Reverse engineering - mikey0000/PyMammotion GitHub Wiki

These pages contain some documentation about the reverse engineering progress.

Reverse engineering is a lot of work, so any help is appreciated. Feel free to add to this wiki.

Tips

Android

Logs

The Mammotion app is, luckily, quite "chatty" in the logs.

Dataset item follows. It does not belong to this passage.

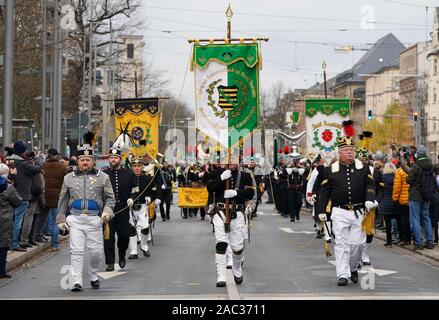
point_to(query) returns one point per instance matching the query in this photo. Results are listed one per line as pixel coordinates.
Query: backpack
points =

Using logcat (for example in Android Studio) and the filter process:com.agilexrobotics you can follow the output of the app while using it.

Decompiling

  1. Download the .apk (Google download apk) for the app ("Mammotion", com.agilexrobotics)
  2. Go to javadecompilers.com, upload the APK, let it do its thing, download the result or use visual studio code with the APK Lab tool.

Protobufs

Tools to reverse engineer protobuf definitions: protobuf-inspector, pbtk protoc

Communication pathways

The Luba listens on UDP port 5000 (unknown protocol) and 5683 (CoAP).

So far, these communication pathways have been identified:

C4Context
    System(App, "App")
    System(Luba, "Luba")
    System(Mammotion, "Mammotion")
    System(AlibabaIoT, "Alibaba Cloud IoT")
    BiRel(App, Luba, "Local control", "BLE/MQTT/CoAP")
    Rel(App, Mammotion, "Login", "HTTP")
    Rel(App, Mammotion, "Manage tasks, jobs, etc.", "HTTP")
    BiRel(Luba, AlibabaIoT, "Remote control", "MQTT")
    BiRel(App, AlibabaIoT, "Remote control", "MQTT")
    UpdateLayoutConfig($c4ShapeInRow="2", $c4BoundaryInRow="2")

That is:

  • The App can communicate directly with the Luba using BLE (Bluetooth Low Energy)
  • Additionally, Luba runs a coAP server, the app does not use it CoAP
  • When out of Bluetooth-range, cloud MQTT is the only option as the device has root cert verification MQTT (requires spoofing a dns address and replacing root cert on ESP32)
  • Mammotion provides two REST APIs:
    • user for managing users accounts and logging in
    • device for managing tasks, jobs, etc.
  • Finally, it is possible to control the Luba remotely using MQTT via the Alibaba Cloud

Frida

I'm not going to go into much detail here but Frida can be used to look at values in classes without decompiling the APK, its very useful and its whats was used to work on the encryption for Wifi communication.